We need to carefully consider some limitations to this study. Firstly, the sample size is relatively modest, particularly for participants who completed both digital remote and unsupervised memory paradigms. Secondly, our implementation of the ORR did not strictly enforce adherence to the planned retrieval delay intervals, which led some individuals to perform recall assessments after prolonged delays. Given the impact of delay length on task performance, we excluded sessions with significantly extended delay periods (more than 240 minutes) resulting in substantial reduction of test sessions in this study. Thus, future implementations of this task, and remote and unsupervised assessments of long-term memory in general, should make it easier for participants and patients to integrate remote and repeated tests into their everyday life, while still enforcing minimized delay periods.
Conclusion
Our results demonstrate that unsupervised and remote digital memory assessments could effectively become a valuable tool in the diagnosis and prognosis of AD, conceivably in combination with plasma biomarkers.
Data Availability
Anonymized data will be shared by request from a qualified academic investigator for the sole purpose of replicating procedures and results presented in the article and as long as data transfer is in agreement with EU legislation on the general data protection regulation and decisions by the Ethical Review Board of Sweden and Region Skane, which should be regulated in a material transfer agreement.
Funding
Work at the authors’ research center was supported by the Alzheimer’s Association (SG-23-1061717), Swedish Research Council (2022-00775, 2018-02052), ERA PerMed (ERAPERMED2021-184), the Knut and Alice Wallenberg foundation (2017-0383), the Strategic Research Area MultiPark (Multidisciplinary Research in Parkinson’s disease) at Lund University, the Swedish Alzheimer Foundation (AF-980907, AF-981132), the Swedish Brain Foundation (FO2021-0293, FO2022-0204), The Parkinson foundation of Sweden (1412/22), the Cure Alzheimer’s fund, the Konung Gustaf V:s och Drottning Victorias Frimurarestiftelse, the Skåne University Hospital Foundation (2020-O000028), Regionalt Forskningsstöd (2022-1259) and the Swedish federal government under the ALF agreement (2022-Projekt0080).

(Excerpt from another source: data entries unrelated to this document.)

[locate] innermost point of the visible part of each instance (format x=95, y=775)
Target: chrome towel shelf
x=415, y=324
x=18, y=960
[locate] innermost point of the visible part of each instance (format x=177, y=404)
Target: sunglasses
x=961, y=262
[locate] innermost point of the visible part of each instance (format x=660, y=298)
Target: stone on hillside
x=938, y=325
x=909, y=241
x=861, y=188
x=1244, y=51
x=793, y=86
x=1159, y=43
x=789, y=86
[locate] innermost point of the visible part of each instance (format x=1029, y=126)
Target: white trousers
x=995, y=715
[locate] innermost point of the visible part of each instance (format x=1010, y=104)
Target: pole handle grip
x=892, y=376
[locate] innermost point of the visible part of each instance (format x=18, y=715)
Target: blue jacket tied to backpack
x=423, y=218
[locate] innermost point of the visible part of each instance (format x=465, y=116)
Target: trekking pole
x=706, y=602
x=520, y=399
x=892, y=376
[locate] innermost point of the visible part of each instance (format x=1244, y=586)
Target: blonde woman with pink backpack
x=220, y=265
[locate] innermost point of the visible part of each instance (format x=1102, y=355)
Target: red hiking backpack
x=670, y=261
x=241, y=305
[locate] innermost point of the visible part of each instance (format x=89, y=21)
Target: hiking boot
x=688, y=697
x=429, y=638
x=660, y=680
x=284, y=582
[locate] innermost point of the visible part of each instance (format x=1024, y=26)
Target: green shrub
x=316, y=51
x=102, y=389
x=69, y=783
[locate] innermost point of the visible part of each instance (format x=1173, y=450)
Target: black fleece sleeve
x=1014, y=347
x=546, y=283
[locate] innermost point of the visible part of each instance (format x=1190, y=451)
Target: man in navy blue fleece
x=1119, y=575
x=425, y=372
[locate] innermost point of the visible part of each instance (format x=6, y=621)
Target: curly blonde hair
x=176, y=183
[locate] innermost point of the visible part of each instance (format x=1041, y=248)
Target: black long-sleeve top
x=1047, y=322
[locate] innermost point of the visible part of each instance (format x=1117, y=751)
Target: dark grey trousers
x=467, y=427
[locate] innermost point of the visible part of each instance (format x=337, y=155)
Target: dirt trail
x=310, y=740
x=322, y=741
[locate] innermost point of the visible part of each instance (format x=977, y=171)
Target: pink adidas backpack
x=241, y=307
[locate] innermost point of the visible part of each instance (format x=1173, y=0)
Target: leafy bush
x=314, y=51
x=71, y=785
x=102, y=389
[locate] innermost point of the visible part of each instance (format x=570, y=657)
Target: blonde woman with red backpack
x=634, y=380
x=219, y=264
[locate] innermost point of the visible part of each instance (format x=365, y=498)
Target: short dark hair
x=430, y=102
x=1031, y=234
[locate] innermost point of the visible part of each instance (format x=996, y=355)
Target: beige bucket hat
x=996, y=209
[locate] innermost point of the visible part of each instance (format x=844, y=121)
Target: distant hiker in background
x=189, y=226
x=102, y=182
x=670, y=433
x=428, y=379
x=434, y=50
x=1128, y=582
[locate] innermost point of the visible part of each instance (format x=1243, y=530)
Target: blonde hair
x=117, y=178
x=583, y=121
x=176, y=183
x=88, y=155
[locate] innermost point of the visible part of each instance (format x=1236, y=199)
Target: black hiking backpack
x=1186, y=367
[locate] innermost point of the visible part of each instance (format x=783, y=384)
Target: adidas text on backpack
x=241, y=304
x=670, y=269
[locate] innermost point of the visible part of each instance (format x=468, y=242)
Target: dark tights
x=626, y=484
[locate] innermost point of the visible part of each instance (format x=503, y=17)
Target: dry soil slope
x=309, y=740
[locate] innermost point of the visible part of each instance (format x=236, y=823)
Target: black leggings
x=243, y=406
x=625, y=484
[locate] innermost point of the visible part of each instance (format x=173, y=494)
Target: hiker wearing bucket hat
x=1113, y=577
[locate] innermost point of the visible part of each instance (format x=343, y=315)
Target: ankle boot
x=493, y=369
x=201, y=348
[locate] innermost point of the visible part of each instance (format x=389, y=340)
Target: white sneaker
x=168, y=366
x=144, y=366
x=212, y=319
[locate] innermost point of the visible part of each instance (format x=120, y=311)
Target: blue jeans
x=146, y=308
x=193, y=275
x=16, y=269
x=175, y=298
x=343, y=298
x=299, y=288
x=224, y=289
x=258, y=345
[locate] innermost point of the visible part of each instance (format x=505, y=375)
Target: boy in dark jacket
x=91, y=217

DB was supported by funding from the European Union’s Horizon 2020 research and innovation programme under the Marie Skłodowska-Curie grant agreement No 843074 and the donors of Alzheimer’s Disease Research, a program of the BrightFocus Foundation. The precursor of 18F- flutemetamol was sponsored by GE Healthcare. The precursor of 18F- RO948 was provided by Roche. The funding sources had no role in the design and conduct of the study; in the collection, analysis, interpretation of the data; or in the preparation, review, or approval of the manuscript.
Competing interests
OH has acquired research support (for the institution) from ADx, AVID Radiopharmaceuticals, Biogen, Eli Lilly, Eisai, Fujirebio, GE Healthcare, Pfizer, and Roche. In the past 2 years, he has received consultancy/speaker fees from AC Immune, Amylyx, Alzpath, BioArctic, Biogen, Cerveau, Eisai, Eli Lilly, Fujirebio, Merck, Novartis, Novo Nordisk, Roche, Sanofi and Siemens. SP has acquired research support (for the institution) from ki elements/ADDF and Avid. In the past 2 years, he has received consultancy/speaker fees from Bioarctic, Biogen, Eisai, Lilly, and Roche. ED reports personal fees from Biogen, Roche, Lilly, Eisai and UCL Consultancy as well as non-financial support from Rox Health. DB and ED are scientific co-founders of neotiv GmbH and own company shares. The other authors report no competing interests.
Acknowledgements
We want to thank all participants of the Swedish BioFINDER-2 study and their families for their participation in the study. We also want to thank Oisín Clancy and Hannah Baumeister for their help with the manual quality assessment of the medial temporal subregional masks.